I talked with the developers a few times and learned recently that they had
shelved the product. There are some existing enterprise solutions for
electronic faxing. While building a service for smaller companies (and
individuals that have the need to fax now and then) seemed to be a very
difficult market to penetrate.

I'm not suggesting that their decision to shelve the product indicates it's
not possible for you to succeed, but I do know they gave it a good shot and
couldn't make money at it.

Perhaps going after a single industry, as you're suggesting, and vetting the
idea (and price point) with them ahead of time, could get you closer to
understanding if this is sustainable or not.

------
rifus
You could integrate the Internet fax service into your web interface and
manage it as you like.
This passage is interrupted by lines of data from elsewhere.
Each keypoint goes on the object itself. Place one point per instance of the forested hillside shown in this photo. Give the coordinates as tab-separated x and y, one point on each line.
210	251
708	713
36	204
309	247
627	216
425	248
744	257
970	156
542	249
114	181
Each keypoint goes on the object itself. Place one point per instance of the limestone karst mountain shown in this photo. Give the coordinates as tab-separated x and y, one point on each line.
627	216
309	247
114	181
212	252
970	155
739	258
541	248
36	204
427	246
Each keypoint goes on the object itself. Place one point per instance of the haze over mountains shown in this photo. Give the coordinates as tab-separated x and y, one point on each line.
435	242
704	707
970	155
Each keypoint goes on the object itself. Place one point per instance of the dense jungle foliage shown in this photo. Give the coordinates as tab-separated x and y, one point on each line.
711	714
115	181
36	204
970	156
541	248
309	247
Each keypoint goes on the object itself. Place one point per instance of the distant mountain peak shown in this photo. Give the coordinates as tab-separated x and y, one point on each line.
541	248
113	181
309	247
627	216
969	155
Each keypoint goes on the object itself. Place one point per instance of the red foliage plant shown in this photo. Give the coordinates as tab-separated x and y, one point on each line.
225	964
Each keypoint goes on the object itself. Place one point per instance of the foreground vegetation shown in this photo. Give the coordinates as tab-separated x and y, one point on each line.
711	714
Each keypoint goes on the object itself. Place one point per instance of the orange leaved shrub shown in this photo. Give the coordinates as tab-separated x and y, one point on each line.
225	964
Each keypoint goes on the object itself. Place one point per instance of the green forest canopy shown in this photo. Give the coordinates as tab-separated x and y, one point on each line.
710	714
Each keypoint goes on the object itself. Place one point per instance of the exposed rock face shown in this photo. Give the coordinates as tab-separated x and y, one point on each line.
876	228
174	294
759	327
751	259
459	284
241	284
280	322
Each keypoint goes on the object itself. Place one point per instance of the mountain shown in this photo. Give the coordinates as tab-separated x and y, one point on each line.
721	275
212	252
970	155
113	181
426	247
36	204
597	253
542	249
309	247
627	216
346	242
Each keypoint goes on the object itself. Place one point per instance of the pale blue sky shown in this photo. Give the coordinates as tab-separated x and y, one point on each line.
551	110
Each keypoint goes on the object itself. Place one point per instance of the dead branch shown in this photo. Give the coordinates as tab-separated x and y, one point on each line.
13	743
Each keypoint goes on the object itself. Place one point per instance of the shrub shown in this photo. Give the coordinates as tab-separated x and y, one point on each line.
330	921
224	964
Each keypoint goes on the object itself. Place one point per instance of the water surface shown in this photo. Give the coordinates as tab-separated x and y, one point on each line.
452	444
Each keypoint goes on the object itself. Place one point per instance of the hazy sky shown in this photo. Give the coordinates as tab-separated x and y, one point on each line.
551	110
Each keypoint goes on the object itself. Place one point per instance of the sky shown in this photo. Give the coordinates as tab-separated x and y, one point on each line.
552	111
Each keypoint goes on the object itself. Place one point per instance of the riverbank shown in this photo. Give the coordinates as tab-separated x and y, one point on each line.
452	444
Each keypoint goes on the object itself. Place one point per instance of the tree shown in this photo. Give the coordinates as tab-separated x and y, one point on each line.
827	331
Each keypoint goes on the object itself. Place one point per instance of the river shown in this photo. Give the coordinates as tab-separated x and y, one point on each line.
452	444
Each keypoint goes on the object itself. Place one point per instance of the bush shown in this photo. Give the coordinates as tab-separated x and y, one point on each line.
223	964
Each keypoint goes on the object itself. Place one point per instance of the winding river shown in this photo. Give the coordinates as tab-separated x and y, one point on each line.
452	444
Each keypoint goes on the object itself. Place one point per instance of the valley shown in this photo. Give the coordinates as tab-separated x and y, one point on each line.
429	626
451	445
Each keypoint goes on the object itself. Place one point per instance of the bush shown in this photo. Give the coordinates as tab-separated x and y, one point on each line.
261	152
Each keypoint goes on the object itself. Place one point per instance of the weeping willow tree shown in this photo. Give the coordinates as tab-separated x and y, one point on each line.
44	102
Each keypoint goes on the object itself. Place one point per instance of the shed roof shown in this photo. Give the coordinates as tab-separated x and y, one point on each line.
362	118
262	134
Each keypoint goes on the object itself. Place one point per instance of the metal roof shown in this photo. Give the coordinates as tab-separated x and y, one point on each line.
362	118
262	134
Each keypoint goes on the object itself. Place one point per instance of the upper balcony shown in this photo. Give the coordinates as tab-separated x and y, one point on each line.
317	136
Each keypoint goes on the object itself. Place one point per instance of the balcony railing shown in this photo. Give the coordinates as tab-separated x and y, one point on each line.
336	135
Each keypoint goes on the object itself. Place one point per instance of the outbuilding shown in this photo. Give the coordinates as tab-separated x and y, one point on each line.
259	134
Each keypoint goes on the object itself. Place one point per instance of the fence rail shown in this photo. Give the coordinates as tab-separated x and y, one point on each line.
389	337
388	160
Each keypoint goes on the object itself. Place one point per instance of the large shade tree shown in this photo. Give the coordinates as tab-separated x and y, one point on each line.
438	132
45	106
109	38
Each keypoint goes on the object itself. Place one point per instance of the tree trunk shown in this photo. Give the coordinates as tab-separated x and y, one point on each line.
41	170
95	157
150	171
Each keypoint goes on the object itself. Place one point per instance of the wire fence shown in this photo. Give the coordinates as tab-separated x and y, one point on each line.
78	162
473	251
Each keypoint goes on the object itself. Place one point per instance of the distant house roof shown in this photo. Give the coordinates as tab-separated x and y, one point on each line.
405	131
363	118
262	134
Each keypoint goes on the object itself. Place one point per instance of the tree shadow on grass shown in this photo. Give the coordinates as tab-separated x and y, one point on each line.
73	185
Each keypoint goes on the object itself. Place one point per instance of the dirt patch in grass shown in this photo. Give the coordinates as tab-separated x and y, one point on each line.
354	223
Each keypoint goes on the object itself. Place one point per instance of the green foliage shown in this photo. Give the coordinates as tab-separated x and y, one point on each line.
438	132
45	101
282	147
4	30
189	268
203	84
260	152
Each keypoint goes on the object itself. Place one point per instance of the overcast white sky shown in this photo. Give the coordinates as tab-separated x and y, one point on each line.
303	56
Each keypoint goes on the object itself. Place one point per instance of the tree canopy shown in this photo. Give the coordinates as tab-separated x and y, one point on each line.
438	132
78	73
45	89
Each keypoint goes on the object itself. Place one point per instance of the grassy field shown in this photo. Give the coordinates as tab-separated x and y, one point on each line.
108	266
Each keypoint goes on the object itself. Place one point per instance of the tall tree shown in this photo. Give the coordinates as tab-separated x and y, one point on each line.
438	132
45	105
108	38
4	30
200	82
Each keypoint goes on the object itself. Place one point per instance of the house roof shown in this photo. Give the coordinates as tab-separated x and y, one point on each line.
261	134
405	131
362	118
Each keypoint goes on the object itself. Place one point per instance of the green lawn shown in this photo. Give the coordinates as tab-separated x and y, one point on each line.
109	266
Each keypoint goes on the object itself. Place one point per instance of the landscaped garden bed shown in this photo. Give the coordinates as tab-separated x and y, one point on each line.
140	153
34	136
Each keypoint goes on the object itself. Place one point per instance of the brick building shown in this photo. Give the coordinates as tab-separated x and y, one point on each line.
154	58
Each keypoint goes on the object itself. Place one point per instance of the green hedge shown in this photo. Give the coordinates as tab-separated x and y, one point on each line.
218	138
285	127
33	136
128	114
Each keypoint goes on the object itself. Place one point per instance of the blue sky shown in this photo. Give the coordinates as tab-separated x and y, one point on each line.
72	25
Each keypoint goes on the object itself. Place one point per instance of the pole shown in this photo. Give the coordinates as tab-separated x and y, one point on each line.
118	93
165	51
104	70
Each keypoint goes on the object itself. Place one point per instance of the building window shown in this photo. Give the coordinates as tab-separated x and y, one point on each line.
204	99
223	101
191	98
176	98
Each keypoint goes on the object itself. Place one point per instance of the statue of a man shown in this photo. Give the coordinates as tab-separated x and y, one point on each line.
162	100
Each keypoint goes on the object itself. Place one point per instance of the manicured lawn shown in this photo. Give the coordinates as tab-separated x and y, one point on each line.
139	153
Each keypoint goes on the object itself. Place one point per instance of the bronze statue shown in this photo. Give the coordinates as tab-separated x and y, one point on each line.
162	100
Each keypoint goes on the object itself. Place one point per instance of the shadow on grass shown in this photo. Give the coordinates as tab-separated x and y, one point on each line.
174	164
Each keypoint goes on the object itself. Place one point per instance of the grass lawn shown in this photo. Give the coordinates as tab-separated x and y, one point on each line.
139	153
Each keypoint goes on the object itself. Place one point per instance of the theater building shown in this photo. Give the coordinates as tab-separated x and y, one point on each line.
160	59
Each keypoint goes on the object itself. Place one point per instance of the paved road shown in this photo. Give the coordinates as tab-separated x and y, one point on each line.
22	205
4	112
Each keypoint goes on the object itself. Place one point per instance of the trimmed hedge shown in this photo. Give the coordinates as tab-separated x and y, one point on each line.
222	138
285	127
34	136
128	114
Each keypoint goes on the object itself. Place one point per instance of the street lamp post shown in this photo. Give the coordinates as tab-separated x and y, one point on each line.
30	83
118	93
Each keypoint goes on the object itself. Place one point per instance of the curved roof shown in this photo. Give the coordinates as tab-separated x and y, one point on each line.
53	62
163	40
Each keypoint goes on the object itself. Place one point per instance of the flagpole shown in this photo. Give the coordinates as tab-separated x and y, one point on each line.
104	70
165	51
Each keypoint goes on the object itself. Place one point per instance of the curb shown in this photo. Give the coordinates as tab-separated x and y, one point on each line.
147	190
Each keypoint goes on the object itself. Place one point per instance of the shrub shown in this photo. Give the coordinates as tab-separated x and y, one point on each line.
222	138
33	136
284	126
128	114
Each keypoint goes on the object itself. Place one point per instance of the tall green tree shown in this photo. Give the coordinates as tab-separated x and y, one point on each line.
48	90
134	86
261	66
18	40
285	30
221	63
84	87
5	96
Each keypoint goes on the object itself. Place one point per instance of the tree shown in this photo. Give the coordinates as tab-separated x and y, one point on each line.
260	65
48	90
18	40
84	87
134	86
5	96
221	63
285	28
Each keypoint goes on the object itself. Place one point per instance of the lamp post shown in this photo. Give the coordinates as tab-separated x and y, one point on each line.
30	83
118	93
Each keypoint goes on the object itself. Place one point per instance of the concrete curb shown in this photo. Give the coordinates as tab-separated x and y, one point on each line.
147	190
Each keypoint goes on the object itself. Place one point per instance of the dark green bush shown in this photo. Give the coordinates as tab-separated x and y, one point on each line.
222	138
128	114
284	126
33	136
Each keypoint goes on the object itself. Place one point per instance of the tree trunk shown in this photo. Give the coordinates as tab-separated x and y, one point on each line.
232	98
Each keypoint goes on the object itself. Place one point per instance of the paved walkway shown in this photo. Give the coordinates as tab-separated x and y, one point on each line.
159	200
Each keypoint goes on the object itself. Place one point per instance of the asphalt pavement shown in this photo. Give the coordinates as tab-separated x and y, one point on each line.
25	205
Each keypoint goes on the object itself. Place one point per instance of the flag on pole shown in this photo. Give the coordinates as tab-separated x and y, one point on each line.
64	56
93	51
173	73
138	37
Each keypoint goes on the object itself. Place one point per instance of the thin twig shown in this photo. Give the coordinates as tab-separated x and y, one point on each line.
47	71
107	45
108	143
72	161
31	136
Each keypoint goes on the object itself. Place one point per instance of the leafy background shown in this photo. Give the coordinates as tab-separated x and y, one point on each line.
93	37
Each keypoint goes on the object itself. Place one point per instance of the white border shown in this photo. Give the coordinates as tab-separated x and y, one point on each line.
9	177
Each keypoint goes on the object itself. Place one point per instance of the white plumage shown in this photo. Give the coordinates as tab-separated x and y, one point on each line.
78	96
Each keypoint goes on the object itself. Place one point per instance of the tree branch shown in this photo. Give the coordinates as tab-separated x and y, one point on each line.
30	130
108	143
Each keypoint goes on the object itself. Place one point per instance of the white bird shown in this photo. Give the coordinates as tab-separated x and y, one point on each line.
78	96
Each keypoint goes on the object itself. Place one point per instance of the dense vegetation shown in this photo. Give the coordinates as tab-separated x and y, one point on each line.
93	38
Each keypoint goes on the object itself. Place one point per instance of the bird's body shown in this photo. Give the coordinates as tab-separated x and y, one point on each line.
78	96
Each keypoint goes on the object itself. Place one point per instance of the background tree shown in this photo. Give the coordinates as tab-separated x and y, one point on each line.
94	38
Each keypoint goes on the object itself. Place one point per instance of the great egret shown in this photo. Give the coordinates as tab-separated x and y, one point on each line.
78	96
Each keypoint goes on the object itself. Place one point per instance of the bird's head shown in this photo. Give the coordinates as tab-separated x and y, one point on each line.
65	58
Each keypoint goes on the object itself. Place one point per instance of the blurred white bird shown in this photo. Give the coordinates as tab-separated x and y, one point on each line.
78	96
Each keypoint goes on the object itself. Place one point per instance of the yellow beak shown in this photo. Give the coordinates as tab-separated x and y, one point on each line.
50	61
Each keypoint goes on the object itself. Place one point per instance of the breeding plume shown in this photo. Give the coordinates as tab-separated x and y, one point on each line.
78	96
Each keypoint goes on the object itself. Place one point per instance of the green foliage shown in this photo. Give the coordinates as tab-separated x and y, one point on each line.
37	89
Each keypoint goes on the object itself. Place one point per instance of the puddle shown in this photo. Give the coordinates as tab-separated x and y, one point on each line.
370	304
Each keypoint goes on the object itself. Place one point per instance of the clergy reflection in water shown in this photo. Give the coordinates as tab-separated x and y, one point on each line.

There are no sending limits, more information is
available on: <http://www.popfax.com/index.php?action=partners_new>

------
jeffmould
Not familiar with it, but I believe drop.io offers some form of fax ability.

EDIT: Guess that won't do much good as I just read that drop.io was acquired
by Facebook and they are discontinuing the service. Oh well.

------
byoung2
This should work: <http://www.programmableweb.com/api/ringcentral-fax>

------
rishabhverma
I recently read about one(Chandigarh, India) about one which lets you send a
fax through an email, but I am not sure if it provides an API or not.